Ofsted highlights that the local authority has made excellent progress in promoting permanence for children through adoption, and the service, which was inadequate at the last inspection, is now good. Care leavers are well supported to make a successful transition to adulthood. They develop trusting relationships with staff who are tenacious in helping them to make the right choices and develop the right skills.
Ofsted recommends that Knowsley should:
- Ensure that all plans and reviews of plans are focused on improving outcomes for children and young people and are informed by an up-to-date, holistic assessment of need.

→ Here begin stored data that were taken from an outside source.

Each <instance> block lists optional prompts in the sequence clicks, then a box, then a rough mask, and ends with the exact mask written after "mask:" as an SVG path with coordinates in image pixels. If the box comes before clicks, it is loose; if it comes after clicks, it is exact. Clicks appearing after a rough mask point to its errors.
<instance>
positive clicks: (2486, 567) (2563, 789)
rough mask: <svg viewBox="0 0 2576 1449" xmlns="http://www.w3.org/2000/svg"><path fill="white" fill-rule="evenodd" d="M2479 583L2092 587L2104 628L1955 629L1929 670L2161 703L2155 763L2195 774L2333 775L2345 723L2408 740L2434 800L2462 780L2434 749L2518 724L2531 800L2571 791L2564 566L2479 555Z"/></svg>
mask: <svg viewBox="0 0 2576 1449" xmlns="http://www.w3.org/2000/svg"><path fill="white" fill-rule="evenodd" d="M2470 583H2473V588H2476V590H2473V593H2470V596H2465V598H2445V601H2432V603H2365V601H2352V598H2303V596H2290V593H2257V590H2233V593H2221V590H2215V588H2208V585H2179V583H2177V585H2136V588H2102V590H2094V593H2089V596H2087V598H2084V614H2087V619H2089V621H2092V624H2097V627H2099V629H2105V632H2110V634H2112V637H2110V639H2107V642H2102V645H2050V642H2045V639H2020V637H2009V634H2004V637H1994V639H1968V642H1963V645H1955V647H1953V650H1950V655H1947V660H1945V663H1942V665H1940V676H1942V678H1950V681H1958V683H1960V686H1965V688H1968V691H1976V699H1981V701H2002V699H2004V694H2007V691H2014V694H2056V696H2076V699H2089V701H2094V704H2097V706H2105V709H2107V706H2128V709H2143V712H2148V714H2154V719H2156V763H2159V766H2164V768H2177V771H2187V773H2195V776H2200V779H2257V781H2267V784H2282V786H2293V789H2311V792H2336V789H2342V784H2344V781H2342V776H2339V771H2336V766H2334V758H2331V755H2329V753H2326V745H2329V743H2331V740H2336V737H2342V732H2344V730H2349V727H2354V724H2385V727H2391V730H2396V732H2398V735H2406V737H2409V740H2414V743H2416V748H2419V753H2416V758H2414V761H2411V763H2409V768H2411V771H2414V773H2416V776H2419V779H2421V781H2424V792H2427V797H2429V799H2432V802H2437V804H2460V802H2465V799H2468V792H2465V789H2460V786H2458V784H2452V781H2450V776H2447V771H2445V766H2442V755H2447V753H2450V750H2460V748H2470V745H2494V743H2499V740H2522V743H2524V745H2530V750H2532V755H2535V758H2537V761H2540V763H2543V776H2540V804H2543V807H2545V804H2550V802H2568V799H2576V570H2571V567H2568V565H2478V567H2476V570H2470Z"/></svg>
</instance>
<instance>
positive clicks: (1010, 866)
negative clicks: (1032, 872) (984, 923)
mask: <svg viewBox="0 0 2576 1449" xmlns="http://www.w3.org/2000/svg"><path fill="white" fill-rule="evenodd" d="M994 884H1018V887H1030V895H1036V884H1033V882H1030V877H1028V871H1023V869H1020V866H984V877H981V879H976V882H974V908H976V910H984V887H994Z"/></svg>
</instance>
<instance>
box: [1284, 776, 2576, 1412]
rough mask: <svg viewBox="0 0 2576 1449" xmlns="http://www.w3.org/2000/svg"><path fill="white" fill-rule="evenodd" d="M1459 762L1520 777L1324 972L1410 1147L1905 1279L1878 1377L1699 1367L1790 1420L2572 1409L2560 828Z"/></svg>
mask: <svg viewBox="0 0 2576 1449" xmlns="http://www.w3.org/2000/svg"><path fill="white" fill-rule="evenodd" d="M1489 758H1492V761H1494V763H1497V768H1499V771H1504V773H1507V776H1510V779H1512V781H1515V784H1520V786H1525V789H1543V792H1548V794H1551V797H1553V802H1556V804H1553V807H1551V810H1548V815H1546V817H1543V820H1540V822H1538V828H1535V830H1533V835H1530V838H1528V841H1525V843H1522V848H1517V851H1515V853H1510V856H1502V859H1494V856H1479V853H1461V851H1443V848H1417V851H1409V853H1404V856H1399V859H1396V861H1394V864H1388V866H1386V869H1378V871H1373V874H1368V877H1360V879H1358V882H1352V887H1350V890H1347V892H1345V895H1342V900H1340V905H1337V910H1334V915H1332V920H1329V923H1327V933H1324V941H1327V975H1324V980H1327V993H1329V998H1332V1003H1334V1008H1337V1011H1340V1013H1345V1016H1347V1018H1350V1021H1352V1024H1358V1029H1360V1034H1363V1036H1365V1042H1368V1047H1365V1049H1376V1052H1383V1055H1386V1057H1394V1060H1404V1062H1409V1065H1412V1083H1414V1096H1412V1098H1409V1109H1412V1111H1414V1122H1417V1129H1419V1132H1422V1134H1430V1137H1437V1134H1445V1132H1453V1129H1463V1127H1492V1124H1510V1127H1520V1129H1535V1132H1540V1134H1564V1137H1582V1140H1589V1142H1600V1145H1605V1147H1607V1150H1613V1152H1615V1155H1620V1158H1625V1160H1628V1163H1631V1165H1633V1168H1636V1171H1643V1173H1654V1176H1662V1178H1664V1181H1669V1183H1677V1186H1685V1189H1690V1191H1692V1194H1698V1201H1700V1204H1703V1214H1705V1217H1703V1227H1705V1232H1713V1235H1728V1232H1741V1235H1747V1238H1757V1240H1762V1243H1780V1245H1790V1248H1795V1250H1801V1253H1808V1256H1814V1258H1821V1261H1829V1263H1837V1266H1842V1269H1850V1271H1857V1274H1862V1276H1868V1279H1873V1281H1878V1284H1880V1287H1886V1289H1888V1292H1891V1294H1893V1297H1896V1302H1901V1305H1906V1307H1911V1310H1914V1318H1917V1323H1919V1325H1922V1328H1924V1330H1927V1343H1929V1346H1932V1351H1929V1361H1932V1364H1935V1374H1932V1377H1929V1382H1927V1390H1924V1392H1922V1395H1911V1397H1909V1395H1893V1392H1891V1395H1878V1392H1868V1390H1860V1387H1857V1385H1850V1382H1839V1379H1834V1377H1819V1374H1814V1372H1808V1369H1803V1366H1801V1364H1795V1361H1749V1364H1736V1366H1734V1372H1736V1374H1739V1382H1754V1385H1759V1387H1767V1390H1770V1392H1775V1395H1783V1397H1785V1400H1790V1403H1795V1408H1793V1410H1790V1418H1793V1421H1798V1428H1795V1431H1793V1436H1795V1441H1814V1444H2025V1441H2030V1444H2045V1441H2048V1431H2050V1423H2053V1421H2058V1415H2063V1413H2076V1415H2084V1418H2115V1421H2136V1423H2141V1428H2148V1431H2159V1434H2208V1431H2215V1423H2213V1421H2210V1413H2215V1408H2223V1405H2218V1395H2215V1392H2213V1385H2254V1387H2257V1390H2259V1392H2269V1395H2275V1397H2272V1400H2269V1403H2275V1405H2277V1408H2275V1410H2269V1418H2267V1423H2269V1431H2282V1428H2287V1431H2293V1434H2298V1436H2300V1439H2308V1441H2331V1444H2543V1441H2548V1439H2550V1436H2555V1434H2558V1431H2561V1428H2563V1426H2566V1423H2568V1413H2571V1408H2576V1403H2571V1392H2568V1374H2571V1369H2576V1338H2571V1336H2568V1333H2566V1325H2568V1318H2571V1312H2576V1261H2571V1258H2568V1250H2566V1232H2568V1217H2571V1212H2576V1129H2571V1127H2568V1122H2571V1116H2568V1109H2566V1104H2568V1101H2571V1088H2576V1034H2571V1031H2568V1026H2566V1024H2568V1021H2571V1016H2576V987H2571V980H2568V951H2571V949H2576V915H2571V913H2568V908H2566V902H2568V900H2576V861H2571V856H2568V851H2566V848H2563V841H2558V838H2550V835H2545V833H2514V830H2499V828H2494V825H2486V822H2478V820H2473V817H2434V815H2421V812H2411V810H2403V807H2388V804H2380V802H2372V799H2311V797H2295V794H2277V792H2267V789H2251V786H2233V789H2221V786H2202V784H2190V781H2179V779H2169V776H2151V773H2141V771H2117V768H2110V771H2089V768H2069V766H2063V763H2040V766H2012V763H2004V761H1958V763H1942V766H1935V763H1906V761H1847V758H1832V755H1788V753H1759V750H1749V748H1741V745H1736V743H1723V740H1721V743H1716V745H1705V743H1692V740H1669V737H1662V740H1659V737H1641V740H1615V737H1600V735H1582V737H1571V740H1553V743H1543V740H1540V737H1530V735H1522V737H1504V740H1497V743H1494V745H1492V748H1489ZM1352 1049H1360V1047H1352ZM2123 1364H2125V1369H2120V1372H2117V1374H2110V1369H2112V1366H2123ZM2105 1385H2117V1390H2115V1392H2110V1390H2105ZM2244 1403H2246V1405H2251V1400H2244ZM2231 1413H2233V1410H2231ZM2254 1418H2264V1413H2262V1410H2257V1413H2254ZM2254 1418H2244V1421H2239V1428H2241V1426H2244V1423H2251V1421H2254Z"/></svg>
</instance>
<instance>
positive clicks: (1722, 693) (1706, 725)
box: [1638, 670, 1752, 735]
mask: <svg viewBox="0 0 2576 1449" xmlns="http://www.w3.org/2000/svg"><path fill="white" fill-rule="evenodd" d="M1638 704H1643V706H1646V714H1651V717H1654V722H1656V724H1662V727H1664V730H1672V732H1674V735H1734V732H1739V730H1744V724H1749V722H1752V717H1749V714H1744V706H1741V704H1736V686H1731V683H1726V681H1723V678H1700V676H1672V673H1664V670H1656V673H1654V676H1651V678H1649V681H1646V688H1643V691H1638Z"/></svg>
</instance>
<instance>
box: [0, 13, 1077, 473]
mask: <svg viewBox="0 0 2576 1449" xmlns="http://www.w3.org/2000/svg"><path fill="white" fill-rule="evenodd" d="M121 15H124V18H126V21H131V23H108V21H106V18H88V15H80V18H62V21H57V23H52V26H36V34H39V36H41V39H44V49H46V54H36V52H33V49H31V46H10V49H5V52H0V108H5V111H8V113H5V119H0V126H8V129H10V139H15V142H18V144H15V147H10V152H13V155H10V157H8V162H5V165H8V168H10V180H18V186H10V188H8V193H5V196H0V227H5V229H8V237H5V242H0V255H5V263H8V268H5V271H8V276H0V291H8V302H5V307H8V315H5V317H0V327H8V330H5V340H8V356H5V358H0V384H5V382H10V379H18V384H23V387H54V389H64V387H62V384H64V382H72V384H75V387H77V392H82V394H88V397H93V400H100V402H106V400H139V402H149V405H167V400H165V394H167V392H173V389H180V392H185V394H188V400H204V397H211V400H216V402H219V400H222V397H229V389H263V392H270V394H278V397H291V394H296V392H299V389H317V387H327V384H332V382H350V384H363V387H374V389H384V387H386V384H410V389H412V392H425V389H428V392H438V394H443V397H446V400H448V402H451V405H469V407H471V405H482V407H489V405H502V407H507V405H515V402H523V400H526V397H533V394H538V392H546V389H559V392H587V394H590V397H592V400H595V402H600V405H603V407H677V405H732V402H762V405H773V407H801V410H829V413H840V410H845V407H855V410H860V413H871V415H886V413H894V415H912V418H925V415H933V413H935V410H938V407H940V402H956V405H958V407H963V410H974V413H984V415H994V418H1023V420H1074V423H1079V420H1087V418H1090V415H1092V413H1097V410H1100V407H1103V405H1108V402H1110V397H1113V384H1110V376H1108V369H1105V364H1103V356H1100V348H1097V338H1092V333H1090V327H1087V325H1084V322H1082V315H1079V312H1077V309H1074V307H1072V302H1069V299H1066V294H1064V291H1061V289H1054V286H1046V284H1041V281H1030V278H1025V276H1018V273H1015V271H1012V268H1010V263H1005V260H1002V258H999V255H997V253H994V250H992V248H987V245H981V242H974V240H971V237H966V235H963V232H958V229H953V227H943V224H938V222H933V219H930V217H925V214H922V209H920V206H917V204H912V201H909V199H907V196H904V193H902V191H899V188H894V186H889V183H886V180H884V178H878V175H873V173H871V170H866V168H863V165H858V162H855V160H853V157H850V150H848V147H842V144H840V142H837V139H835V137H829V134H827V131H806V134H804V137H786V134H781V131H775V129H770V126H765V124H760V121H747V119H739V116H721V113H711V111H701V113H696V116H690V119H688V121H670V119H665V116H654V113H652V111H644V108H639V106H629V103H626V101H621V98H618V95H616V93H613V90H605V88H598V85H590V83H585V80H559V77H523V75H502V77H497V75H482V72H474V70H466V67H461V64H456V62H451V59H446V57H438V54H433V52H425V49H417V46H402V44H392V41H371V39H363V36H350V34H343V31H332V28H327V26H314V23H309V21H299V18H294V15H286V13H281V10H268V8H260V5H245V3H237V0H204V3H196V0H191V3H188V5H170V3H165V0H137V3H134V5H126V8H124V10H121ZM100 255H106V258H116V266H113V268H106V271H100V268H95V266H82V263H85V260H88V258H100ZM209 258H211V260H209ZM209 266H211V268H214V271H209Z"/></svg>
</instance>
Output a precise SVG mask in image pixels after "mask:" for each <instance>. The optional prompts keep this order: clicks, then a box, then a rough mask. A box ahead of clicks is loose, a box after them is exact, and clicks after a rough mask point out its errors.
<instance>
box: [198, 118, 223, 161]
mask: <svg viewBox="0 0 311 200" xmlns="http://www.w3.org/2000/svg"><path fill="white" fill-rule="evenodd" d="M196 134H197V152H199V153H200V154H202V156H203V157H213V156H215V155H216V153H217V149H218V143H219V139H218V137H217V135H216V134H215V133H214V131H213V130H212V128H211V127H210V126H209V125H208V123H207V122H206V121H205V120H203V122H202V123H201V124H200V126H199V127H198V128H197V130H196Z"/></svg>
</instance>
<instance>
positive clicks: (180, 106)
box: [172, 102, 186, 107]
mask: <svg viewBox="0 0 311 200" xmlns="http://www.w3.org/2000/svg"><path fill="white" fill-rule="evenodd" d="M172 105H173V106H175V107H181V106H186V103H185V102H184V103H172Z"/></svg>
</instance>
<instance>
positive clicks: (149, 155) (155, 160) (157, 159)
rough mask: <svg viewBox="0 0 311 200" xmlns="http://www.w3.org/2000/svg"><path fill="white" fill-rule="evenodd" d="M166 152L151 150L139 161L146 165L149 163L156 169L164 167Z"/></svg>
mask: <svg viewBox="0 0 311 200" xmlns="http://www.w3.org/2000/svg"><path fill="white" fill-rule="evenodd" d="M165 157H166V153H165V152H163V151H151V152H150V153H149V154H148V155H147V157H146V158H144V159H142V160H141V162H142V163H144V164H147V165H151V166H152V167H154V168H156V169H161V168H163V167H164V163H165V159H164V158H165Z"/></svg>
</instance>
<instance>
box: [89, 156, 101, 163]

This includes child in need plans, child protection plans, care plans, pathway plans and personal education plans.
- Improve the standard of social work to families under the pre-proceedings phase of the Public Law Outline and ensure that the rationale for their entering or leaving pre-proceedings is clearly recorded.
- Ensure that child permanence reports are child centred and comprehensive, with sufficient detail to give a good understanding of birth parents’ histories.
- Ensure that all care leavers have access to and understand their health histories.
Bec Burrows, a social worker in Children’s Social Care at Knowsley, said: “I started to work at the Council shortly after the Ofsted inspection in 2014. Children’s social care in Knowsley has completely transformed and the place is unrecognisable compared to three years ago. Just a few examples of how things have changed includes better communications at a team and corporate level, a better working environment, the co-location of teams has improved cross-team working, investment in technology and tools has helped us to do our jobs and engage with our children’s and families in different ways. It really is a great place to work and I’m pleased that Ofsted has formally recognised the great service we deliver.”
Cllr Joan Lilly, Cabinet Member for Children’s Services, added: “I’m delighted with this judgement, which reflects the hard work and commitment of our staff and partners in delivering services to our children, young people and families. For Ofsted to identify so many areas of improvement, referring to our cultural and structural transformation in children’s social care is a great achievement in such as short space of time. This really has been a whole Council approach, supported by our partners, with all services playing their part. I look forward to building on this success as we continue to further develop our services and ensure our children and families get the best from us in order for them to develop their own potential and prosper.”